Newsday, San Francisco Chronicle To Start Charging For Online Content

Browsing the Web sites of two major daily newspapers is about to start costing: After posting substantial losses, both Newsday and the San Francisco Chronicle have announced plans to begin charging readers for online content.

Late Thursday, Tom Zucker, COO of Newsday‘s parent company Cablevision said the paper plans “to end the distribution of free Web content.” Zucker declined to specify when when Newsday will begin charging to read content on its site, and did not reveal what that pricing would be. The shift comes as ad revenue and circulation are both down at the paper: Cablevision bought Newsday for $650 million in May 2008, and was recently forced to write down Newsday‘s value by $402 million, leading to a fourth-quarter loss.

Meanwhile on the West coast…

San Francisco Chronicle parent company Hearst said Tuesday it would be forced to sell or close the paper if a series of layoffs and cost-cutting measures do not put the paper back into the black. According to former Chronicle city editor Alan Mutter, the paper’s management team revealed at emergency meetings held Wednesday that plans for the paper include the creation of “pay-per-view sections on the Web site.” The San Francisco Chronicle also reported losses for 2008, to the tune of $50 million.

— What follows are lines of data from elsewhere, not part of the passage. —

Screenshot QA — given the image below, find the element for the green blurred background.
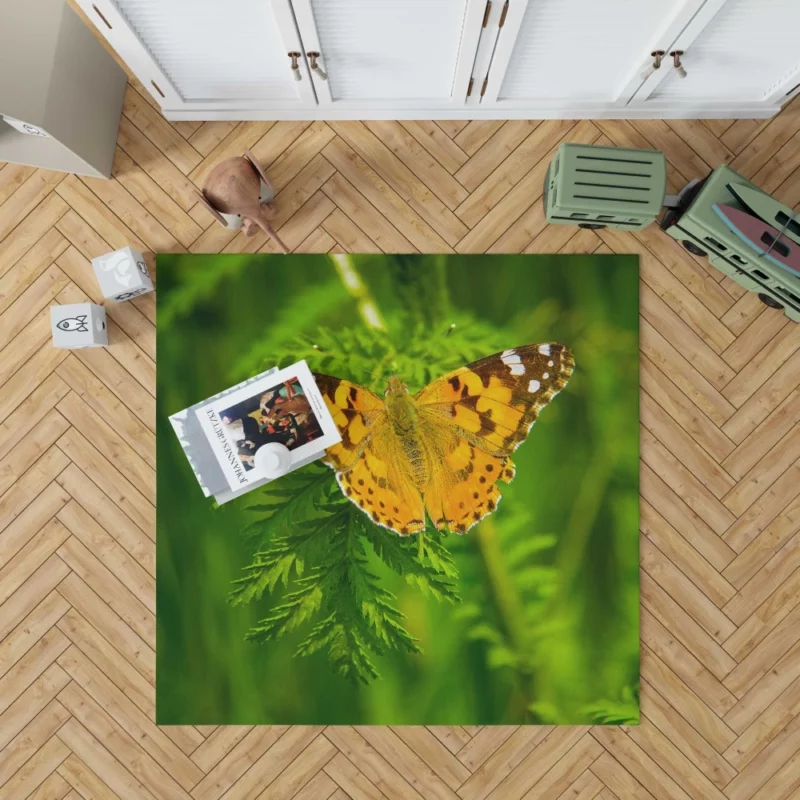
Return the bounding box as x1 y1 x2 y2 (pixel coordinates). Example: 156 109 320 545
157 255 639 725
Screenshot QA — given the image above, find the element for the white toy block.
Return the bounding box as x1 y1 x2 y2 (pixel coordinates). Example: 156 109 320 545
50 303 108 350
92 247 153 303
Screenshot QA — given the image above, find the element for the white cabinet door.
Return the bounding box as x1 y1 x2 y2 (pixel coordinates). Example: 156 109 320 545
634 0 800 108
478 0 708 113
292 0 487 110
78 0 316 114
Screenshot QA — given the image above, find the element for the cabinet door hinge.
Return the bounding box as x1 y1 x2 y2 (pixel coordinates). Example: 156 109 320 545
497 0 508 28
481 0 492 28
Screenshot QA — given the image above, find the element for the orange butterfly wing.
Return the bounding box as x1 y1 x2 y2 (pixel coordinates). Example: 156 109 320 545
314 374 425 535
415 343 574 533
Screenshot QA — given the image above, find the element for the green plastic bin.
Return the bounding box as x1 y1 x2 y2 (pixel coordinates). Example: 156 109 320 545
544 144 667 231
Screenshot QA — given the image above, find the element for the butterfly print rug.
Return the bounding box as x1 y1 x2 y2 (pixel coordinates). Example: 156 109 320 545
156 254 639 725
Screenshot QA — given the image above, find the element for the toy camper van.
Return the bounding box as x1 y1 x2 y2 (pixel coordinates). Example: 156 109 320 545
661 166 800 322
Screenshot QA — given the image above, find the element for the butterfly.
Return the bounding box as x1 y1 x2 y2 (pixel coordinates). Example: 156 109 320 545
314 343 575 535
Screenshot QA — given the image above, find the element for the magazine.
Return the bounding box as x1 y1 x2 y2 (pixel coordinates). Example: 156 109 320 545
195 361 341 491
170 361 341 503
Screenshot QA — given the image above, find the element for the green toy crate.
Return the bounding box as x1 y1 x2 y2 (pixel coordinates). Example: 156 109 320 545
661 166 800 322
544 144 667 231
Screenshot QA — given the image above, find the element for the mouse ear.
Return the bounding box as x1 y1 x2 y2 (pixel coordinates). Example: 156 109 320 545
197 192 228 228
243 148 275 194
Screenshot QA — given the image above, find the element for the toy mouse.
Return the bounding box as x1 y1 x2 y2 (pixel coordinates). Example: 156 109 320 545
200 150 289 253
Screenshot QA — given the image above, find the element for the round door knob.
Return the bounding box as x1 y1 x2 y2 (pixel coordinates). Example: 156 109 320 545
288 52 303 81
642 50 666 81
306 51 328 81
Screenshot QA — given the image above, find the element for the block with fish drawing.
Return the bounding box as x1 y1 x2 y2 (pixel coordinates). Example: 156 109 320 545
92 247 153 303
50 303 108 350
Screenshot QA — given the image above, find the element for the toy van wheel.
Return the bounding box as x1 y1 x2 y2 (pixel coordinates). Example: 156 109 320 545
758 292 783 309
681 239 708 258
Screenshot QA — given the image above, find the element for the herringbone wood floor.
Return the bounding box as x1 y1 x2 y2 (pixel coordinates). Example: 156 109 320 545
0 64 800 800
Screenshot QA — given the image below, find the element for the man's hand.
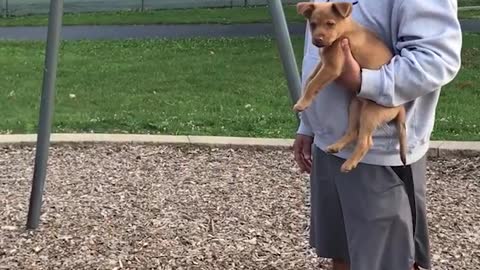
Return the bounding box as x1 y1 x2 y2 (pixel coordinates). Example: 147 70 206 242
335 39 362 94
293 134 313 173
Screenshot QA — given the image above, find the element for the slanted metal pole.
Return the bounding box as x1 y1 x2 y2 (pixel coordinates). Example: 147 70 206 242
268 0 302 116
27 0 63 229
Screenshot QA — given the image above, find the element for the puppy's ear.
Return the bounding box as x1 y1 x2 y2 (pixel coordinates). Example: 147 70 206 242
332 2 352 18
297 2 315 18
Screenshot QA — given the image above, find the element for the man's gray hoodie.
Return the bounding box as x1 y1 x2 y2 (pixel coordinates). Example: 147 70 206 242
298 0 462 166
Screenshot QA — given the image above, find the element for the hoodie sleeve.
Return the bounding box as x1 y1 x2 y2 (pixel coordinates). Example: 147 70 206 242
297 113 314 137
358 0 462 107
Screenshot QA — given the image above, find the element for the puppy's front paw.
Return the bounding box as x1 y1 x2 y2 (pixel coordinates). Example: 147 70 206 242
340 160 357 173
293 99 310 112
327 144 342 154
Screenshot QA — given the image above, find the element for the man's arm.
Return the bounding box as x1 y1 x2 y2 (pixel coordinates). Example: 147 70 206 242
297 113 313 137
358 0 462 107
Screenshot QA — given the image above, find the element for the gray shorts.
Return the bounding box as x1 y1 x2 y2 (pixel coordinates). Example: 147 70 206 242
310 147 430 270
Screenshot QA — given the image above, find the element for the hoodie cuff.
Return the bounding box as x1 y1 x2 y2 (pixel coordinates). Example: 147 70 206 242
357 69 382 103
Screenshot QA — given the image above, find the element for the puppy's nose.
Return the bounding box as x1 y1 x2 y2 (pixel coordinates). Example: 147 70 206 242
313 37 324 47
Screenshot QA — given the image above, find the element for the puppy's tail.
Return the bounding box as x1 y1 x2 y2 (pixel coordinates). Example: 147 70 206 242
396 106 407 166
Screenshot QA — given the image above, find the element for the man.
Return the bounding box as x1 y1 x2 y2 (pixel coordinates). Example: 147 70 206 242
294 0 462 270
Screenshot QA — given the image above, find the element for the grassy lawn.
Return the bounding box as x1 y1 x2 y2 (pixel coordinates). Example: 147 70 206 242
0 34 480 140
0 6 480 26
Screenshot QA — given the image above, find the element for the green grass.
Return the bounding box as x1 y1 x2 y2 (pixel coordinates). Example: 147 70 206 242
0 6 480 26
0 34 480 140
0 6 304 26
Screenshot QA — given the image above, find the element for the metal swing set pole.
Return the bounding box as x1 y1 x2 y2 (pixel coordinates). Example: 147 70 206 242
27 0 63 229
268 0 302 119
27 0 301 229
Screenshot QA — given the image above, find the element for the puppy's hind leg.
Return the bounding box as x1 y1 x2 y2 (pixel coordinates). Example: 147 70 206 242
327 97 361 153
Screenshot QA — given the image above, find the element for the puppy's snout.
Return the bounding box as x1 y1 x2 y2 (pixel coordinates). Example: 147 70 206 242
313 37 325 47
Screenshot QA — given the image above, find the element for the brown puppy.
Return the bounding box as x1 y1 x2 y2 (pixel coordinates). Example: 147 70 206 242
294 2 407 172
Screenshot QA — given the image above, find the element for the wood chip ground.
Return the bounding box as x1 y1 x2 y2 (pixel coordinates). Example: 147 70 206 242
0 145 480 270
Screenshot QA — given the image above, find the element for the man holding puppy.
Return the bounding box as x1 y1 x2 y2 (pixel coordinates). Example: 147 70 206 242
294 0 462 270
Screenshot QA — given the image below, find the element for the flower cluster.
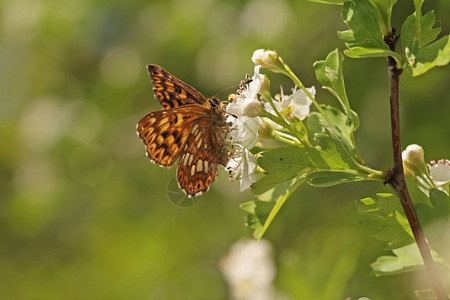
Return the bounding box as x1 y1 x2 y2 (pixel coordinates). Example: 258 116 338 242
402 144 450 194
226 49 315 191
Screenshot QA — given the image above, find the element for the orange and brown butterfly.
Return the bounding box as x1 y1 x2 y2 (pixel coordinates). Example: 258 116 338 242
137 65 228 197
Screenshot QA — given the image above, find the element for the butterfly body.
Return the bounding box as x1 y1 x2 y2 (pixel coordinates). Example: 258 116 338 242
137 65 228 197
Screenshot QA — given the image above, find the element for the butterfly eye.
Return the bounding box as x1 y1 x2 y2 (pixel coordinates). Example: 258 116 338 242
209 98 219 108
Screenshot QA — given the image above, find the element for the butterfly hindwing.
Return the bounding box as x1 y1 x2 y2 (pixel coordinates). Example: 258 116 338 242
137 104 211 166
137 65 228 197
147 65 206 110
177 123 218 196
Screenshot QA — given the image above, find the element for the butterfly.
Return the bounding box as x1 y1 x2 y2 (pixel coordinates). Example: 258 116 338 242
137 65 229 197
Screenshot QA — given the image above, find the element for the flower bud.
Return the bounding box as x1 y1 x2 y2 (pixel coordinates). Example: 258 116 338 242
402 144 427 175
262 50 280 67
242 98 263 118
252 49 266 65
258 75 272 101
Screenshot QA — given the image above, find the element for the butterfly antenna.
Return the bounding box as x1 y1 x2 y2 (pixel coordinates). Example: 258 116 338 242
214 79 253 97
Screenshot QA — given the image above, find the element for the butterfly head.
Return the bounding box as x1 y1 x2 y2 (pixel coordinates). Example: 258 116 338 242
206 97 221 109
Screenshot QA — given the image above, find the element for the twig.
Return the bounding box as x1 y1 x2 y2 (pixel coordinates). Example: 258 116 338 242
384 31 448 300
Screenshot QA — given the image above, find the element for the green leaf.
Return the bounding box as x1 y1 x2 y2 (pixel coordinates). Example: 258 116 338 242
307 105 359 139
313 49 359 131
416 189 450 227
399 176 431 205
307 172 366 187
356 193 414 249
416 189 450 262
240 200 276 237
338 0 389 50
309 0 351 5
400 11 441 53
373 0 397 35
344 47 402 65
414 289 450 300
258 142 357 175
406 35 450 77
246 176 305 240
371 243 445 276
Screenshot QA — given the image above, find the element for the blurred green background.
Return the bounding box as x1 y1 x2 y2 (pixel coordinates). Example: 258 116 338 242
0 0 450 300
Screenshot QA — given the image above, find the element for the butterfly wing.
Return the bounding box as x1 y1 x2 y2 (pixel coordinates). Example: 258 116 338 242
177 118 228 197
136 104 208 166
147 65 206 110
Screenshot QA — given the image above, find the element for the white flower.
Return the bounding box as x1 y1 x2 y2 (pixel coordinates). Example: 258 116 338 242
220 239 276 300
265 86 316 120
242 99 263 118
225 144 257 192
428 159 450 186
226 66 264 149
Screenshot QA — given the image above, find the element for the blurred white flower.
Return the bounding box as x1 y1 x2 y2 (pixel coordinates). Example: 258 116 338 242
220 239 276 300
225 144 257 192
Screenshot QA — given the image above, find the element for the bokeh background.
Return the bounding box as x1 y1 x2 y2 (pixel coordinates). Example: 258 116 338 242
0 0 450 299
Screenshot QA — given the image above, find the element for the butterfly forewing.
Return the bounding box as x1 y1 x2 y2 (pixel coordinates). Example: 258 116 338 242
137 65 228 196
147 65 206 109
137 104 208 166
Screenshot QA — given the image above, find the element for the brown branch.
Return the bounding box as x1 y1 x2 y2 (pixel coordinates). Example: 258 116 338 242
384 32 449 300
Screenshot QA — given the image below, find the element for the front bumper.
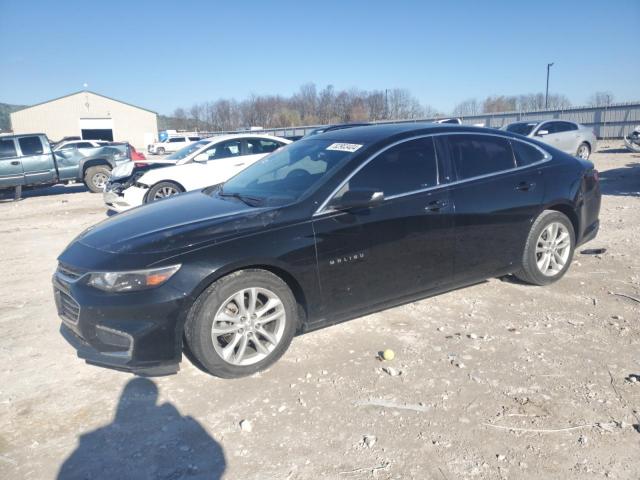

As revenues continue their precipitous decline, we can expect more newpapers to consider adopting online pay models. Back in October, the Christian Science Monitor announced it would shift to a “Web-based strategy” that includes charging subscription fees for a daily PDF edition. Other outlets charging for online content have yielded mixed results: The LA Times began charging for online access to its “Calendar” arts section in 2003, but eliminated the pay wall in 2005 after seeing a sharp drop in traffic to its Web site. Around that time, the New York Times tried putting its opinion columnists behind a pay wall with the 2005 implementation of its “TimesSelect” program, but scrapped the subscription program two years later, saying “projections for growth on that paid subscriber base were low, compared to the growth of online advertising.”

On the other hand, both the Wall Street Journal and the Financial Times have continued charging readers to view some portions of their Web sites. Whether shifting to similar models will deliver equivalent successes to other newspapers in the current climate remain to be seen.